Friday, April 12, 2013

Opposition No-Show at RI Hearing on Packaging-EPR

By Matt Prindiville, Associate Director

On Thursday, April 4th, the Rhode Island House Committee on Environment and Natural Resources held a hearing on H5264, “An Act to Reduce Marine Debris and Conserve Landfill Space while Increasing the Recycling of Post-Consumer Packaging," sponsored by Representative Donna Walsh (D-Charlestown).  The bill would put the responsibility for collecting and recycling packaging and printed paper (PPP) onto the companies that sell products into the marketplace.  It would cover all packaging and paper generated from households initially, and would then direct producers to finance collection and recycling for all generators in the state except for industrial and large commercial. 

The bill holds producers to achieve a 75% recycling rate for all PPP generated by 2019.  It also creates a process to create recycling targets for each different commodity type – aluminum, PET, HDPE, etc – to drive continuous performance and prevent higher-value, easily-recyclable materials like paper and aluminum from subsidizing lower value materials such as many of the plastics with little or no recycling markets.  Finally, it directs producers to work with organizations working on marine debris to directly address the problem materials found in coastal cleanups.

Supporters showed up in force and strong testimony was delivered by local and national environmental advocates and businesses.  Jamie Rhodes from Clean Water Action, and the lead advocate working on EPR in Rhode Island, walked the Committee through each provision step by step.  Allen Hershkowitz from the Natural Resources Defense Council delivered passionate and eloquent testimony, citing the many financial and environmental benefits to the state from passing the bill.  Mr. Hershkowitz also stressed the national profile of the bill, reminding the Committee that, “This is one of the most important bills you will work on,” and “All eyes are on Rhode Island.”  Other supportive testimony was given from many local organizations, including local chapters from Surfrider, the Sierra Club and the Audubon Society.

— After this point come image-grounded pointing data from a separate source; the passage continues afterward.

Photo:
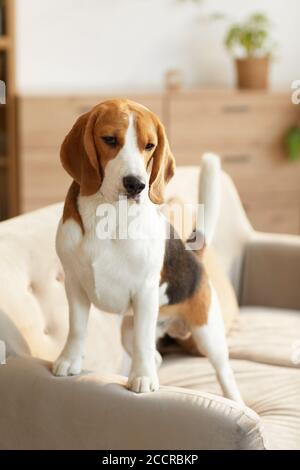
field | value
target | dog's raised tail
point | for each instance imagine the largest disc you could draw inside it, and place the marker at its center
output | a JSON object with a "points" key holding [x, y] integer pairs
{"points": [[210, 193]]}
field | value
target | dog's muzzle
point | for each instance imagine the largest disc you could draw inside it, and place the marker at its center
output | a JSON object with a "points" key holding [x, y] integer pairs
{"points": [[133, 186]]}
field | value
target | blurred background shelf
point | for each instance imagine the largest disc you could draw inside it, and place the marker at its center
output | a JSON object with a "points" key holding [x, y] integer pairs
{"points": [[246, 128], [9, 188]]}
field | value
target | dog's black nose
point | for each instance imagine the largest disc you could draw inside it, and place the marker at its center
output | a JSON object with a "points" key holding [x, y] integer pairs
{"points": [[133, 185]]}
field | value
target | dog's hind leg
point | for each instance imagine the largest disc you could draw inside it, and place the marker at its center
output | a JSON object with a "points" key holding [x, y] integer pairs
{"points": [[211, 342]]}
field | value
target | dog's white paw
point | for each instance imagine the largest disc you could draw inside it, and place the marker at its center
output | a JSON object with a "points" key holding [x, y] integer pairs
{"points": [[143, 383], [65, 365]]}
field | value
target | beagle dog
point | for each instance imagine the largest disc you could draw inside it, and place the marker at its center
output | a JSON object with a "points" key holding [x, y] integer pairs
{"points": [[119, 158]]}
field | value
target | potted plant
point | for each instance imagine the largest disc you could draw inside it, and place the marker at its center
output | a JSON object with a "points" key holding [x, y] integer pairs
{"points": [[292, 143], [250, 43]]}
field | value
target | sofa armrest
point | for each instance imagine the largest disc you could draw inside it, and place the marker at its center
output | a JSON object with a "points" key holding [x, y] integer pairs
{"points": [[272, 271], [40, 411]]}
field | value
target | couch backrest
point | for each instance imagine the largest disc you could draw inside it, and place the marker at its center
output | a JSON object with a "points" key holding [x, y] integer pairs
{"points": [[33, 306]]}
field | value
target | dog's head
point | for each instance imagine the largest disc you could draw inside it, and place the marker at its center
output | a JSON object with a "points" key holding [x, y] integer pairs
{"points": [[119, 148]]}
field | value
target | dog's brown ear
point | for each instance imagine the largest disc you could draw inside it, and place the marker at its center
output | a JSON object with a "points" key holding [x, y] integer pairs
{"points": [[163, 167], [79, 156]]}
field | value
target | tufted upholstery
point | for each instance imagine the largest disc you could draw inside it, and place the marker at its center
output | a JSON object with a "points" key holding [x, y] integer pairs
{"points": [[94, 410], [32, 297]]}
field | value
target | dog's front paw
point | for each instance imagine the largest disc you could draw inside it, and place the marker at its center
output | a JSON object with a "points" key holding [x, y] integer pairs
{"points": [[65, 365], [140, 383]]}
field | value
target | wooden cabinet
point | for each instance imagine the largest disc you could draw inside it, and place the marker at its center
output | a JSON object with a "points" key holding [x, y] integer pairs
{"points": [[9, 185], [245, 128]]}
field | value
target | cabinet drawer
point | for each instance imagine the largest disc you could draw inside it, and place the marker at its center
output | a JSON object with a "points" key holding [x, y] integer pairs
{"points": [[43, 180], [235, 125], [44, 121], [275, 220], [274, 212]]}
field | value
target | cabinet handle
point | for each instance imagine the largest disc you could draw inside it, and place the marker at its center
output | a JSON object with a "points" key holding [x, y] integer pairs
{"points": [[237, 158], [238, 108], [83, 109]]}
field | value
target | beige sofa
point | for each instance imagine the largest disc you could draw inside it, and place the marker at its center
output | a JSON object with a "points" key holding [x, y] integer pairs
{"points": [[94, 410]]}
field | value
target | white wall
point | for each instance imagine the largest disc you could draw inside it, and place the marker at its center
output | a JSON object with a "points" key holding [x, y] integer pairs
{"points": [[66, 46]]}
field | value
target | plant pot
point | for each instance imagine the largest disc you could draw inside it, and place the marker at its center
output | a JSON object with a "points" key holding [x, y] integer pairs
{"points": [[253, 72]]}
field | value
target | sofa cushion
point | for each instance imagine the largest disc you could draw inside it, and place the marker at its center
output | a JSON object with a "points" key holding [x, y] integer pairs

Business supporters ranged from Nestle Waters North America to Environmental Packaging International (EPI), a Rhode Island business providing regulatory compliance services to companies around the world operating under EPR and other product stewardship initiatives.  Victor Bell from EPI reminded the Committee that Rhode Island was one of the first and only states to pass an EPR-type initiative, which put a tax on all packaging to pay for litter prevention and cleanup. 

I came in prepared to square off with opponents of the legislation, primarily big trade associations like the Grocery Manufacturers Association, the American Forest and Paper Association, the Toy Industry Association, the American Institute for Packaging and the Environment and others. 

But with the exception of the paper industry, none of the other big opponents showed up to testify.  There were only three or four opponents in total, and several of them were from niche industries looking to exempt their products (this always happens in bill hearings).  I was flabbergasted.  In over a decade of working on environmental policy, I have never seen a hearing on a controversial bill where the primary trade associations involved didn’t show up.

However, they all knew about the hearing because they submitted written testimony.  They also showed up in force to deliver testimony in opposition to EPR before the Rhode Island Senate Packaging Commission.  In my mind, this means their primary strategy is to work behind the scenes to try and kill the bill with legislative leadership.  An issue of such magnitude and public importance should be debated in public. Private lobbying and donations to political leaders undermines democracy and keeps the public in the dark about the dirtier side of our consumer society.

In the end, I think these powerful actors are in for a rude awakening.  EPR for packaging has legs.  There is a growing constituency of support across environmental and industry sectors and a growing understanding that we need new policies to address the widespread wasting of resources – natural, financial and human – from the unsustainable design and use of packaging.   

It’s only a matter of time before producers become responsible for packaging waste in the United States.